Vic Shihang Li

Research

NEMO: Flexible, High-Fidelity Memory Telemetry

Modern servers use complex memory hierarchies that require active OS management, but the OS lacks low-overhead and accurate visibility into how memory is actually used, resulting in poor policy decisions. Existing approaches either rely on software that is flexible but has high overhead, or hardware counters that are efficient but too coarse and inflexible. Our system breaks this trade-off with HW/SW co-design. It introduces a small, programmable monitoring mechanism inside memory controllers that lets the OS directly track memory activities of interest, achieving both accuracy and flexibility with low overhead.

Self-Defining Systems

Self-Defining Systems (SDS) address a fundamental mismatch in modern infrastructure: hardware, workloads, and models evolve rapidly, but systems software still takes months or years to design, integrate, and optimize, limiting our ability to fully exploit datacenter investments. SDS envisions AI-native systems that continuously define, build, deploy, and evolve themselves end-to-end, using coordinated LLM agents to explore and validate designs across specification, architecture, algorithms, and code while closing the loop with production feedback. As initial evidence, our agent-driven prototypes have autonomously built and optimized complex systems—including LLM inference runtimes and applications with 40+ microservices—achieving order-of-magnitude speedups and near expert-level performance while reducing integration time from weeks to days.

FlowGuard: Information Flow Control for Coding Agents

Coding agents powered by large language models are increasingly being used to automate software development tasks. However, these agents can inadvertently leak sensitive information or execute unauthorized operations when interacting with external systems. FlowGuard addresses these security concerns by applying information flow control to coding agents, ensuring that sensitive data and operations are properly isolated and controlled throughout the agent's execution.

Masa: Microservice SLO Management

Microservice applications face challenges in maintaining consistent performance and meeting service-level objectives (SLOs) across services. Traditional approaches often optimize individual services in isolation, leading to suboptimal end-to-end performance.

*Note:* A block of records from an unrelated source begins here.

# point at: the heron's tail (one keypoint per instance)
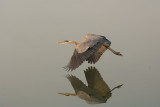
(67, 94)
(117, 53)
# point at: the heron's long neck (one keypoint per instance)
(73, 42)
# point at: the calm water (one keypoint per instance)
(31, 61)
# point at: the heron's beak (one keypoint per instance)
(62, 42)
(67, 94)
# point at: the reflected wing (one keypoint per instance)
(78, 58)
(96, 82)
(77, 84)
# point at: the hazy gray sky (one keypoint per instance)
(31, 61)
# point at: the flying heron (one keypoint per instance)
(97, 90)
(90, 49)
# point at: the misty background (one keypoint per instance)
(31, 61)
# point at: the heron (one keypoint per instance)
(89, 49)
(97, 90)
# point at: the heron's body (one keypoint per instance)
(97, 90)
(89, 49)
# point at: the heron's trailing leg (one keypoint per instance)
(117, 53)
(68, 94)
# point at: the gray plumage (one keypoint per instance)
(89, 49)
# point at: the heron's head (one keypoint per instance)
(64, 42)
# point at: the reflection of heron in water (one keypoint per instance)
(97, 90)
(89, 49)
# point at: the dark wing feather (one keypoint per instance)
(78, 58)
(96, 82)
(77, 84)
(96, 56)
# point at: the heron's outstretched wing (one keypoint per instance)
(77, 84)
(96, 56)
(96, 82)
(78, 58)
(90, 40)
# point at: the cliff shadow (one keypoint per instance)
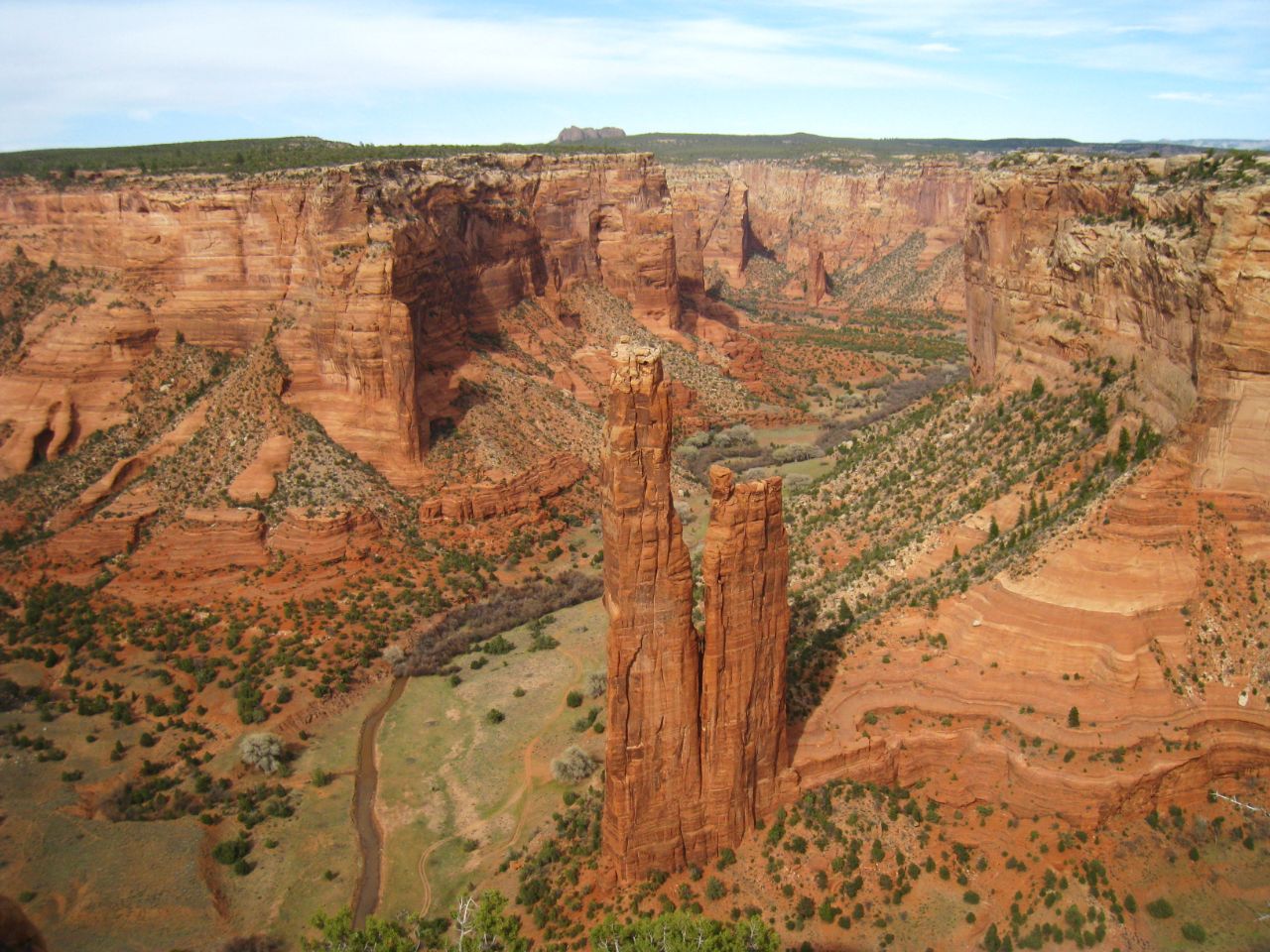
(813, 653)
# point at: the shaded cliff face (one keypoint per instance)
(697, 731)
(653, 811)
(1086, 259)
(372, 281)
(1142, 613)
(889, 236)
(744, 569)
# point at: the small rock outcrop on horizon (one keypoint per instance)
(697, 740)
(588, 134)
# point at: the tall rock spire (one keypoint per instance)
(747, 622)
(697, 733)
(653, 809)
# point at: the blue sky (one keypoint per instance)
(102, 72)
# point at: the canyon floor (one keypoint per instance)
(1028, 666)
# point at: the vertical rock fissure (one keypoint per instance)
(697, 740)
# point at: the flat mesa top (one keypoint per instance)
(629, 352)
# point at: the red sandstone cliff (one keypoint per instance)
(697, 733)
(747, 620)
(373, 278)
(1080, 258)
(653, 810)
(890, 231)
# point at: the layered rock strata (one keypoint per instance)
(654, 816)
(1087, 258)
(377, 282)
(522, 493)
(744, 569)
(697, 738)
(889, 232)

Masa improves microservice goodput by coordinating SLO enforcement across service boundaries, enabling end-to-end SLO guarantees that account for the complex interactions between microservices.

Loom: Efficient Telemetry for Production Systems

Debugging production systems today requires a difficult trade-off between how much data is collected and how quickly it can be queried: indexing for fast queries often slows ingestion and forces data to be dropped. Furthermore, data collection must not slow down the application being monitored. Loom breaks this trade-off by showing that fast queries do not require indexing every record: coarse summaries over small chunks are sufficient. With a small CPU and memory footprint in production, Loom minimizes application interference.

Quicksand: Unstrand Resources with Granular Computing

Resource stranding causes substantial underutilization in datacenters and is commonly addressed through hardware-based disaggregation on emerging hardware. Quicksand argues that stranded resources can be addressed on hardware today via a new programming framework layer. Its key insight is to decompose applications into fine-grained, resource-specific units that can be scheduled onto stranded resources. Quicksand performs this decomposition transparently and dynamically adjusts it at millisecond timescales to adapt to changing resource availability.